Leland: Not even shut. Imagine the capital letter V. If you handed that underneath the machine’s eye, it might sound musical. You would hear the tones descend after which rise. The reader may say “Oh, okay. That was a V.” and they’d hear for the tone mixture signaling the following letter. Some blind individuals learn whole books that approach. But that’s extraordinarily laborious and a wierd and tough option to learn.
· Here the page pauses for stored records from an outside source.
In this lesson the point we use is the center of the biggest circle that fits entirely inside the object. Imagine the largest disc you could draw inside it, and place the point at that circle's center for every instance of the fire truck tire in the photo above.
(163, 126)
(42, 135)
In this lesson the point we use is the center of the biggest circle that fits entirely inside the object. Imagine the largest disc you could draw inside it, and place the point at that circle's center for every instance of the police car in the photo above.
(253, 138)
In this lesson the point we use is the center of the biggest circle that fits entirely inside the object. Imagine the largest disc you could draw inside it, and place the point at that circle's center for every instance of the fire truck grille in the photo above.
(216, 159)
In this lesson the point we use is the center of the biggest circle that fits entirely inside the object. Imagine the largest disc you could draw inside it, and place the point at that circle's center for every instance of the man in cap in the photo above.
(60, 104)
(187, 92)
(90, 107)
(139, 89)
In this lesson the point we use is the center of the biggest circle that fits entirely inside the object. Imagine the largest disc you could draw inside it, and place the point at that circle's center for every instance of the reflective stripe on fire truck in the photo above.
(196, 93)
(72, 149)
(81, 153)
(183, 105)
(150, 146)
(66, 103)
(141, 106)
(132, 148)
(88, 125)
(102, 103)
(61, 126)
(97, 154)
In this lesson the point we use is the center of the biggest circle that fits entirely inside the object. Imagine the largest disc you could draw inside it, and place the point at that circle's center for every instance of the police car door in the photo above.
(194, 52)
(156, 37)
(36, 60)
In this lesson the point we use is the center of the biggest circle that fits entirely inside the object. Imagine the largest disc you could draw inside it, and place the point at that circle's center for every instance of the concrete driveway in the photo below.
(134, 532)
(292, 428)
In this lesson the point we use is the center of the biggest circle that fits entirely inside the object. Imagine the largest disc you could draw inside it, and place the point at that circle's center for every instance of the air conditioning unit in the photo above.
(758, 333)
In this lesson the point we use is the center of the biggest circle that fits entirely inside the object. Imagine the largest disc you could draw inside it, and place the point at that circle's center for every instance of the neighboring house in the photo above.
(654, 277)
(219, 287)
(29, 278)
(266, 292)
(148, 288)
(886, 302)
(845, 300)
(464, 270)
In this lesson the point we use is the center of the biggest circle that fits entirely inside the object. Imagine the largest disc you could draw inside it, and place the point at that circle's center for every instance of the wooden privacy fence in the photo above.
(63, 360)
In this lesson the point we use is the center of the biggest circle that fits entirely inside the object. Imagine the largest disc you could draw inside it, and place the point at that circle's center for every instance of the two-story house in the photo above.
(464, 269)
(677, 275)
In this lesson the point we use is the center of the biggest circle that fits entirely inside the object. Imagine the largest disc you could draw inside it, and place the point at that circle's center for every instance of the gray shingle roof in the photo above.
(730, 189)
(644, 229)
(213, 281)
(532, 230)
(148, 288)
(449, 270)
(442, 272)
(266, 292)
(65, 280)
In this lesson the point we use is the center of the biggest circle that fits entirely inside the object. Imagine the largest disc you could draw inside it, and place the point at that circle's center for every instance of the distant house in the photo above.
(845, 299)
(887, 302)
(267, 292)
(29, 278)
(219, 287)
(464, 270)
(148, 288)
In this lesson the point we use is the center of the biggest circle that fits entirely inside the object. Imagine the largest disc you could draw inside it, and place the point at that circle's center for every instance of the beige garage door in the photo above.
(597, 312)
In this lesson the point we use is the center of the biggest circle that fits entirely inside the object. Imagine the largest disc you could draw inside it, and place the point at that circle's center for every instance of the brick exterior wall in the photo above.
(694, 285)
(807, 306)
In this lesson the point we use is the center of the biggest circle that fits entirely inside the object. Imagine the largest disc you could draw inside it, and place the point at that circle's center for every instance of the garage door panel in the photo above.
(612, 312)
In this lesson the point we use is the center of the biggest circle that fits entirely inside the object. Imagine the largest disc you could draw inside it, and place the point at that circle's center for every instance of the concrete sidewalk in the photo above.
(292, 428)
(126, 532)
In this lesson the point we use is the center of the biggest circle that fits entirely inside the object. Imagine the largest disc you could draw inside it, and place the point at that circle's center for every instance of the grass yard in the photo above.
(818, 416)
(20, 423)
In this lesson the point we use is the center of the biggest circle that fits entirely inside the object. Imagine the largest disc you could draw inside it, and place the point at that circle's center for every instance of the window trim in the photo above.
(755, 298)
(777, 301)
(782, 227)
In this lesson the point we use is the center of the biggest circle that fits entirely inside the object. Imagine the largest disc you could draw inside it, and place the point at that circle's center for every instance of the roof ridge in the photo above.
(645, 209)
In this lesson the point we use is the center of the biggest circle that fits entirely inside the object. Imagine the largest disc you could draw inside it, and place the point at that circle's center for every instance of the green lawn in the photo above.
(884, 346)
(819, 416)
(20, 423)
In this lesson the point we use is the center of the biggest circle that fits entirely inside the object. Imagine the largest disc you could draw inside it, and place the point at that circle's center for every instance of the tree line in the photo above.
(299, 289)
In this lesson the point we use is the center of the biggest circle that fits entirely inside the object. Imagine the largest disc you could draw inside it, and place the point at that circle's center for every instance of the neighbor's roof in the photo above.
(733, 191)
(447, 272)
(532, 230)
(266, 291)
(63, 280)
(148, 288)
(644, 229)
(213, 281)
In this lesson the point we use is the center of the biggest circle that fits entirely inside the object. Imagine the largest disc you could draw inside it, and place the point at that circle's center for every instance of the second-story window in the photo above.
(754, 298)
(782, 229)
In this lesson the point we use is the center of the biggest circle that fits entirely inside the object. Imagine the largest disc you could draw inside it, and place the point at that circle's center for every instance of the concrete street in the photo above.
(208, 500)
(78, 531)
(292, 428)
Researchers, engineers, and scientists have been pushing this type of proto–scanning expertise ahead and it actually involves a breakthrough, I believe, with Ray Kurzweil within the Nineteen Seventies when he invented the flatbed scanner and perfected this OCR expertise that was nascent on the time. For the primary time in historical past, a blind particular person may pull a guide off the shelf—[not just what’s] printed in a specialised typeface designed in a [computer science] lab however any outdated guide within the library. The Kurzweil Reading Machine that he developed was not instantaneous, however in the middle of a pair minutes, transformed textual content to artificial speech. This was an actual sport changer for blind individuals, who, up till that time, needed to depend on guide transcription into Braille. Blind faculty college students must rent any person to document books for them—first on a reel-to-reel then afterward cassettes—if there wasn’t a particular prerecorded audiobook.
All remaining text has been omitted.